Okurumun adını bende saklı tutarak ve kimi bölümlerini kısaltarak aktarıyorum:
"Ben bir şirkette çalışıyorum. Cuma günü kardeşimle öğlen tatilinde yemeğe çıktık.Biz çoğu zaman Ümraniye’ye gideriz.Yine öyle yaptık. Ümraniye’de ’cuma’ olması sebebiyle yine birçok işyeri kapalıydı.
Ender açık yerlerden (.....) mağazasına girdik.Mağazanın sahibi, kapalı bir bayanla münakaşa ediyordu.
İlk bakışta bunu anlayamadık.
Sonra (.....)nın sahibinin yüksek sesi dikkatimizi çekti.

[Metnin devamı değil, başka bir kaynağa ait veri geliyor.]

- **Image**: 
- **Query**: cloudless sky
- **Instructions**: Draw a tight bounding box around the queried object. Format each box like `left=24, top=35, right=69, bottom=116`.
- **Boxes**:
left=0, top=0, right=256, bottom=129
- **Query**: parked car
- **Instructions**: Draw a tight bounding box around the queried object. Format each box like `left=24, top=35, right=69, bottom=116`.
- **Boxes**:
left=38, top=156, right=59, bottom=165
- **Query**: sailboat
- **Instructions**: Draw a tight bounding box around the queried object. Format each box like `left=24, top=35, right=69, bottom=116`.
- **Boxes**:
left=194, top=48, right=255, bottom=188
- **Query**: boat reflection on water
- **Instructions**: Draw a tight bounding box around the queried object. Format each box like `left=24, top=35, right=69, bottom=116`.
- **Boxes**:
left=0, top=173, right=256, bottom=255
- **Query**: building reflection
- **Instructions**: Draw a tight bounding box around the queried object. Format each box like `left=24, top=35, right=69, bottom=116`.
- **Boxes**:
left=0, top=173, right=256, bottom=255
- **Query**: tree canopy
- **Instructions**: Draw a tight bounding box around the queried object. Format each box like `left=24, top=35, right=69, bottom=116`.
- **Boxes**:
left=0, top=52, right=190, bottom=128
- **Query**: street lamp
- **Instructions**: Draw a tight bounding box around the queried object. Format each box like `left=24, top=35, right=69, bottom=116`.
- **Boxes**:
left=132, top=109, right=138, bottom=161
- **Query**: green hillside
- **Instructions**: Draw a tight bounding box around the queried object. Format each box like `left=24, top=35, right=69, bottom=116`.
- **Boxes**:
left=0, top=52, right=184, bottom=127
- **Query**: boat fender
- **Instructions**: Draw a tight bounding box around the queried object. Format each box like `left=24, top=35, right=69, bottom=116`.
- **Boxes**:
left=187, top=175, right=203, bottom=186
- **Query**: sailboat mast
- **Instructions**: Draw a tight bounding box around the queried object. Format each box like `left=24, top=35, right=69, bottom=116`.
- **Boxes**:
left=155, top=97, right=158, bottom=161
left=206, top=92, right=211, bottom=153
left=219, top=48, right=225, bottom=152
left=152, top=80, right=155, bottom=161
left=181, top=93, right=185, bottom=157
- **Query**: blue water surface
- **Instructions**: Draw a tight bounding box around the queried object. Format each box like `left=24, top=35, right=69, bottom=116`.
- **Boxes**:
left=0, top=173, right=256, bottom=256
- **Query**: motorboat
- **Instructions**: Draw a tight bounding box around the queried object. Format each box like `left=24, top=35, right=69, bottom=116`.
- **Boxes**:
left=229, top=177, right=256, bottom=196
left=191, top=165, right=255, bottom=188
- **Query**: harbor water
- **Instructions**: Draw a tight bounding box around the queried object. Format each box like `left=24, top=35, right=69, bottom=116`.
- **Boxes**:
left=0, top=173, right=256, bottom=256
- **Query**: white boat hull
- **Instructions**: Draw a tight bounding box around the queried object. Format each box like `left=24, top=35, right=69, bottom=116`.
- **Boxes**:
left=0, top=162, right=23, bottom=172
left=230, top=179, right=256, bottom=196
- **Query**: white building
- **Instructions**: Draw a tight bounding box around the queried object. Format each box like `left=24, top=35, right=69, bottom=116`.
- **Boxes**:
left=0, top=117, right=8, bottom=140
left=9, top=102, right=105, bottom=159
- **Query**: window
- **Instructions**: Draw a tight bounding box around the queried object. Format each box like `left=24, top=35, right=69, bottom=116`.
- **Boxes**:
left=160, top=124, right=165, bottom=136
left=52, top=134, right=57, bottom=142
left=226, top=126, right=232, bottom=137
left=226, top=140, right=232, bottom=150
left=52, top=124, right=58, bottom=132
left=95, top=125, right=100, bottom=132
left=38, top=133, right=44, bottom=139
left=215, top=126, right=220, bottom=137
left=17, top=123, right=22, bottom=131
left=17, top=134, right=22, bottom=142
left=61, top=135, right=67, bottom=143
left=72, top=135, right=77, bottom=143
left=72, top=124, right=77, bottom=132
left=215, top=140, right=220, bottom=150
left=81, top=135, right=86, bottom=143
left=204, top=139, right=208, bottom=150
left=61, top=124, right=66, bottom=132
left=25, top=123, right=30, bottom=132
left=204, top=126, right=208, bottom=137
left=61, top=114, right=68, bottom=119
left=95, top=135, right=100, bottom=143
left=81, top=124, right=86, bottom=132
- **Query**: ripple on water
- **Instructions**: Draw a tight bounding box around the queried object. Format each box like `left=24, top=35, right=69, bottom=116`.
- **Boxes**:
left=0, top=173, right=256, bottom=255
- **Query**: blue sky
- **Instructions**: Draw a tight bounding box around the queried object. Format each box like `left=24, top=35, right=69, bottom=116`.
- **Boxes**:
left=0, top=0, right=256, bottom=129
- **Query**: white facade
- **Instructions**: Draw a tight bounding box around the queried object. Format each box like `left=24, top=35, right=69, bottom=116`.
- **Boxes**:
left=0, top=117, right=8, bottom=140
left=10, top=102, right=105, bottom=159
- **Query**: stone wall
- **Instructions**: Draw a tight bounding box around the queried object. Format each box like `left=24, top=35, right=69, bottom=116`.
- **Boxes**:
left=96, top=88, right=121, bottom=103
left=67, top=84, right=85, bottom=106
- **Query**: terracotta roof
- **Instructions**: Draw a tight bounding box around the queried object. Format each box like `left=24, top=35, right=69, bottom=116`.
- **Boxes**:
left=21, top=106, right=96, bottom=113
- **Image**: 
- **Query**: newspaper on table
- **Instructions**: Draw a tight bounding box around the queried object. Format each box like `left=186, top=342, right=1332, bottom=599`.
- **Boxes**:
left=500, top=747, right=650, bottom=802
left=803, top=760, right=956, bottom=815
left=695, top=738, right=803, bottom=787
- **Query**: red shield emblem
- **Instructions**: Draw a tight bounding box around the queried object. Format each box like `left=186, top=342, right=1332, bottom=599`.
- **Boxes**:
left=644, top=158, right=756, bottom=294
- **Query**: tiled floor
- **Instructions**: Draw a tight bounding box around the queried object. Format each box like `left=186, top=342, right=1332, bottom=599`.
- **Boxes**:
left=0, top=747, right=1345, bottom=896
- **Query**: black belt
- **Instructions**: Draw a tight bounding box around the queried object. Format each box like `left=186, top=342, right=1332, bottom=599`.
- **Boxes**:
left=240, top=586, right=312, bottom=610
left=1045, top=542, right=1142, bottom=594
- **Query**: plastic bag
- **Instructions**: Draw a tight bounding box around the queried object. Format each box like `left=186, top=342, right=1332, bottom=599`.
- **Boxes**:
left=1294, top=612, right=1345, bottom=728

Kapalı kadın, bugünün cuma olduğunu söylüyor, ısrarla mağazanın kapatılmasını istiyordu.
(......) sahibi ’Burasının İran olmadığını’ tekrarlıyordu.
Kapalı kadın sinirlenip gitti.
Ama (.....)nın sahibi bir önceki sefer o kadının erkekler ile geldiğini ve mağazayı yıkacaklarını söyleyip gittiklerini bize anlattı.
Çok korkmuştu..."
*
Okurumun notu böyle.
Başta İstanbul’un kimi semtleri olmak üzere birçok tutucu kentte cuma günleri işyerlerinin, çarşıların, mağazaların tarikatların baskısıyla kapatıldığını biliyoruz.
Kimi esnaf isteyerek...
Kimisi tehdit ile...
İşte tam bu sırada, yani dün eski TBMM Başkanı, AKP’nin en öndeki üç isminden birisi Bülent Arınç, Meclis’in "cuma günleri" tatil olmasını istedi, biliyorsunuz.
*
Devletin tepesindeki koltuklar el değiştirip de karşı devrim Türkiye’yi ele geçirdikten sonra işte böyle oldu.
Taban dalgası yükseldi...
Sertleşti...
Artık dinciler daha cesur, daha iddialı, daha sabırsız, daha yırtıcı, daha hırçınlar.
Bu yüzdendir; Bülent Arınç’ın "cuma tatili" istemesiyle, tutucu semtlerde yobazların açık işyerlerini, korku salarak ve tehditle kapatmaları birbirine denk geliyor.